By the time you read this, Rich David will be the impending mayor of Binghamton. He and Teri Rennia both ran campaigns that stunk of corruption and ill-gotten favors. It’s not speculation to say we’d be better off if David lost. But we’d be in the same rotten boat slowly taking water. The next four years for Binghamton will be awful, but no less awful than if Teri Rennia were to be taking over the Party Mayor’s vibrating leather chair.
This summer, while Rich David was busy trying to convince us that NYSEG’s mangled trees were somehow the worst thing happening in Binghamton, the legendary Lincoln Hotel burned to the ground. The event was unofficially blamed on a trio of boys that were video-taped prior to the fire going down an alley beside the building, then exiting half an hour later. The eyesore had sat boarded up on Clinton Street for years with no move to restore or replace. If these boys are somehow responsible for the blaze that happened two hours later, they should be hunted down and awarded medals. Despite their conviction in the public eye, however, nothing suggests they were ever inside the building.
I didn’t call the Lincoln abandoned, because it was not. A statute-of-limitations-long-time-ago, photographing Broome County’s “abandoned” buildings was my hobby. Thankfully, Binghamton is riddled with subjects. I entered through a second-floor window on the back porch, where a rusty knife lay on the sill. Bedrooms were labeled with magic marker, “Fuckface,” “Shithead,” “S,” “Butch,” and others. The first open room was furnished only with a mattress, chair, and a bowl of cotton balls. The mattress was black and rotten to the springs. A pair of eyeglasses sat atop the cotton balls.
Butch had the largest room at the front, with a full bank of broken windows to bathe him in sunshine. A plastic toy of a nude woman reclined on a table beside the bed. Nipples and pubic hair had been drawn with a pen. A book of photos showed a portly, bearded man in happier times drinking beer and spending time with friends. This is when a door began slamming down the hall I’d come from. I was not alone, and I was not welcome. I exited the building quickly, Butch’s photos still in hand.
You can find videos online of Ed Hickey speaking of blight in front of the empty Masonic Temple on Main Street. The side door in the alley is now chained closed, but once hung open for anyone to come inside. After it was sealed, the smashed basement windows remained open. They are now filled with concrete. A few days after I first explored the decayed structure, another adventurer discovered the body of a murder victim in the basement. This had been the result of a fight between two homeless people. But as far as anyone can tell, neither were permanent residents. On my return trip, still a statute-of-limitations-long-time-ago, I found not only a Link piano, but a Burroughs typewriter in the lobby beside a toilet.
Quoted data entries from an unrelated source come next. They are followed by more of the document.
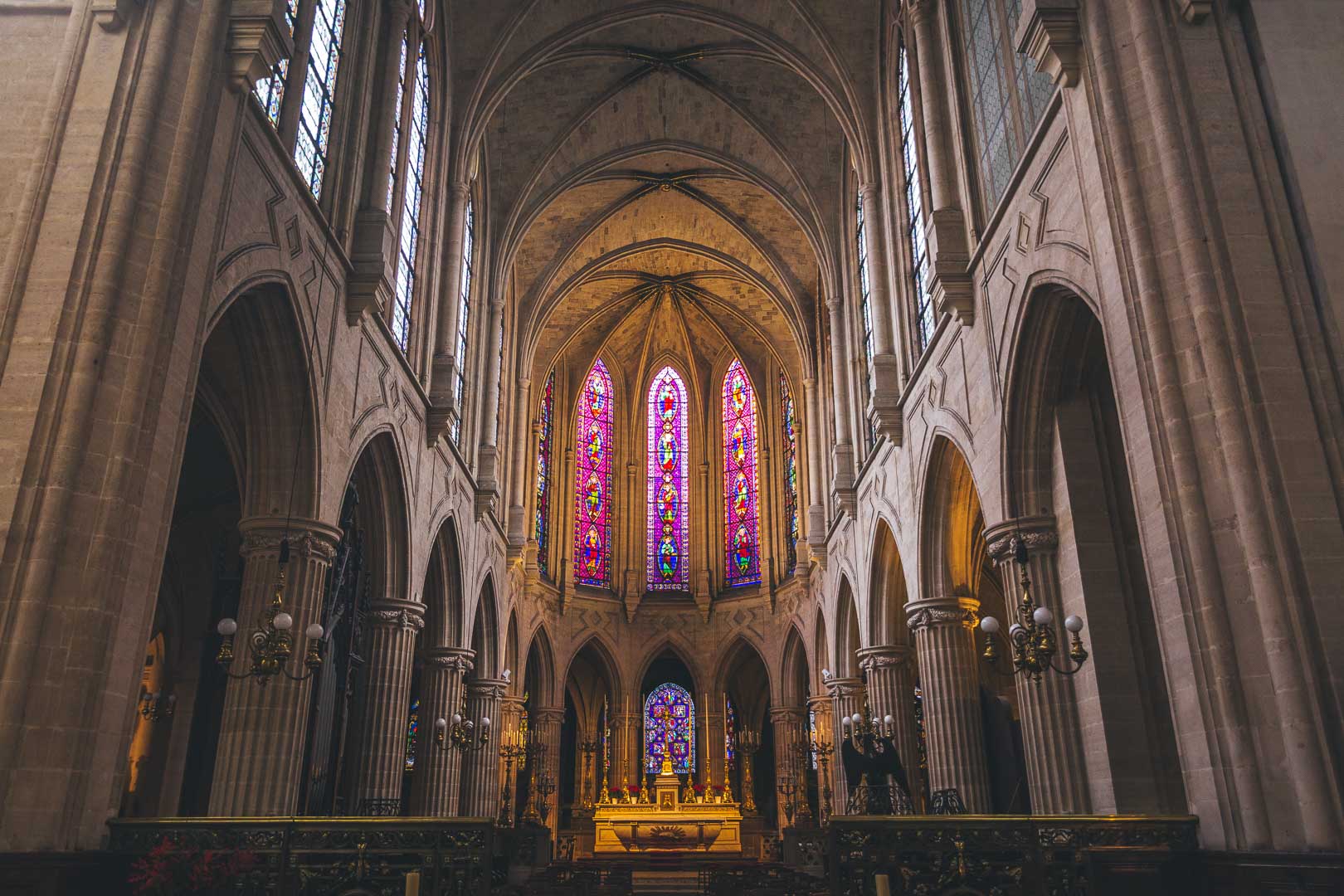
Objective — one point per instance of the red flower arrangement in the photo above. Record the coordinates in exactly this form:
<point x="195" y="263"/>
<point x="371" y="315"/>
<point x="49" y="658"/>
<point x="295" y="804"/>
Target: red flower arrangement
<point x="171" y="869"/>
In the auditorium, the ceiling could be heard collapsing around us in splatters of wet concrete. Turns out the Masons weren’t very good masons. The upper floors remained in a state of unfinished construction after a plan to convert the building to student housing ran out of money in the 1980s. In some places the floor moved beneath my feet. Walls that were standing on my first visit had collapsed by the time of my second. I don’t want to imagine the condition of the building today. A few days after Hickey’s press conference, ownership transfer of the building was upheld for an absentee-landlord with admittedly no plans to utilize the property in any way.
Around the same statute-of-limitations-long-time-ago time, I plumbed the depths of the empty E.H. Titchener factory on Clinton Street. Despite a number of unlocked doors in the back, the factory did not appear to have any visitors except pigeons and rats for many years. In the basement I photographed blue barrels marked “Hazardous Chemicals” leaking green sludge in a wide pool. This was the section of building that burned in 2009, so the physical evidence likely no longer exists.
The last few years have seen many of Binghamton’s long-empty structures ablaze. The Lincoln, the Derby, the Midtown Mall, Ed’s Bargain Corner, E.H. Titchener, and Pa’s Woodshed. It seems cheaper to toss a torch through a window and blame neighborhood kids than to pay for demolition. When Rich David sees the monetary potential selling those plots for student housing, he may see arson entirely legalized. On the other end of the spectrum, our cheap entertainment is watching our local history go up in flames. I can tell you from personally walking inside these buildings (a statute-of-limitations-long-time-ago) there can be no saving many of them.
Binghamton is a city in transition. Our days as a manufacturing leader are done and over. Binghamton University provides the only thriving economy we have, and if Binghamton doesn’t utilize this advantage there won’t be a city left. Come on kids, finish your homework and help your city. Burn, baby, burn!